4

I am trying to use a reinforcement learning solution in an OpenAI Gym environment that has 6 discrete actions with continuous values, e.g. increase parameter 1 with 2.2, decrease parameter 1 with 1.6, decrease parameter 3 with 1 etc.

I have seen in this code that such an action space was implemented as a continuous space where the first value is approximated to discrete values (e.g. 0 if it is < 1 or 2 if it is < 2 and > 1).

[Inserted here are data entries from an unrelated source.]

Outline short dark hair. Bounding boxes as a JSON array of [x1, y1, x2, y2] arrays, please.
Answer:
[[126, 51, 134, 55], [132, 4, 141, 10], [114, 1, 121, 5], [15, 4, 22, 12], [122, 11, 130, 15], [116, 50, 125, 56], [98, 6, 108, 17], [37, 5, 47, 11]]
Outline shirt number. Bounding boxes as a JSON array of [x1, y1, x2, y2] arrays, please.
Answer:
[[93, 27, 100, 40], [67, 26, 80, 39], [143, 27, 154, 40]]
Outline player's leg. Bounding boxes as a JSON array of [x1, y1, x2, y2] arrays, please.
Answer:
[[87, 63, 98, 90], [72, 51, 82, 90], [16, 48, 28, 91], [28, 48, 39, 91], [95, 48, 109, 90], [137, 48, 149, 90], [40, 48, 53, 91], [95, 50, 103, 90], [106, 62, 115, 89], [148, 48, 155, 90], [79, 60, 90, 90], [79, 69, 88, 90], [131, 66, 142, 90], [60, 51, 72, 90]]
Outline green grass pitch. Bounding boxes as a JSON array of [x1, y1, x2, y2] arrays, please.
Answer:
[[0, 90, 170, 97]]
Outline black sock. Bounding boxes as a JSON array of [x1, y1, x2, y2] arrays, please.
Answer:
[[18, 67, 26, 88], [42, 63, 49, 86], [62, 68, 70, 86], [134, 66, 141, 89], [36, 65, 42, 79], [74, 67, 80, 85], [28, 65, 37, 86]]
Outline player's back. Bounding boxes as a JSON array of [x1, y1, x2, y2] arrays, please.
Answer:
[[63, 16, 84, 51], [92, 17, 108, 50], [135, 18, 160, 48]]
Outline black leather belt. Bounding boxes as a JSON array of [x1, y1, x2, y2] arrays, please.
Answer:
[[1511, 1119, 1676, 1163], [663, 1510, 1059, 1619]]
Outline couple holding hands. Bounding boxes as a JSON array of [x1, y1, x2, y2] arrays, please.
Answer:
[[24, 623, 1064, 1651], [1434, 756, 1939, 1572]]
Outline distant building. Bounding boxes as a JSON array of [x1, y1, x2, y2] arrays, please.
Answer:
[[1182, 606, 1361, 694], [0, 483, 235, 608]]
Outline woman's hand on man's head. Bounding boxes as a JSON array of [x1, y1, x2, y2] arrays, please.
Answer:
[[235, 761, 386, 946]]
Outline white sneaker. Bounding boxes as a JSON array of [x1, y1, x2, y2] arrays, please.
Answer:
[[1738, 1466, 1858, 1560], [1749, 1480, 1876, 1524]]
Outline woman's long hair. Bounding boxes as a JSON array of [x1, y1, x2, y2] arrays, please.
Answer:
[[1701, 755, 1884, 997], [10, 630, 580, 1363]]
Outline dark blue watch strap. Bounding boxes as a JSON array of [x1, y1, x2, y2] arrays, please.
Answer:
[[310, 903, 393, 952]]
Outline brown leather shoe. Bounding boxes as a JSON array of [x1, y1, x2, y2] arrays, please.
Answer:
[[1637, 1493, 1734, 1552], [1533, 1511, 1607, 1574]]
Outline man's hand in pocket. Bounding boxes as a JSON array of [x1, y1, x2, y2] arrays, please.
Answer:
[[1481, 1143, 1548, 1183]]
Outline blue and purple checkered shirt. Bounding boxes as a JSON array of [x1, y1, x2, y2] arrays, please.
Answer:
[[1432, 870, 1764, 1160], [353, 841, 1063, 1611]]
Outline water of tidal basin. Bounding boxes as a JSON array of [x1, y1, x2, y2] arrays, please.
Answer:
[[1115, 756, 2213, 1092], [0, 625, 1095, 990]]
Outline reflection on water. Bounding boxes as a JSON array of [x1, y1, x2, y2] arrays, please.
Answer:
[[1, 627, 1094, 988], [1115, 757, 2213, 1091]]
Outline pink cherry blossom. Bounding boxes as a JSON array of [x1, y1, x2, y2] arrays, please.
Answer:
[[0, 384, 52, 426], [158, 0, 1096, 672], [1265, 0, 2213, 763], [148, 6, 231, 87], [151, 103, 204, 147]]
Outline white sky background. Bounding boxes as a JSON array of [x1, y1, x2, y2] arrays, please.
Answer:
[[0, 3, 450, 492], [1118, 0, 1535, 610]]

Does anybody know if the above solution is the correct way to implement such an action space? Or does Gym offer another way?

Cristian M
  • 177
  • 1
  • 7
  • You could use a `spaces.Tuple` to do something similar. One space to control the discrete part and one space to control the continuous part. I don't think there is a "right" or "wrong" answer, as it depends on what exactly your environment is doing – chappers Apr 18 '20 at 22:26
  • @chappers Acoording to the description I provided, it seems that using a Tuple to create an action space composed of both discrete and continuous parts is more appropriate. However, as I understand from you, the approach I described is also useful. Can you provide an example how to create a Tuple space as you described? – Cristian M Apr 20 '20 at 09:14

1 Answers1

6

Here is a sample environment which demonstrates this. It relies on the environment to successfully filter out the correct continuous control element

import gym
from gym.spaces import Dict, Discrete, Box, Tuple
import numpy as np


class SampleGym(gym.Env):
    def __init__(self, config={}):
        self.config = config
        self.action_space = Tuple((Discrete(2), Box(-10, 10, (2,))))
        self.observation_space = Box(-10, 10, (2, 2))
        self.p_done = config.get("p_done", 0.1)

    def reset(self):
        return self.observation_space.sample()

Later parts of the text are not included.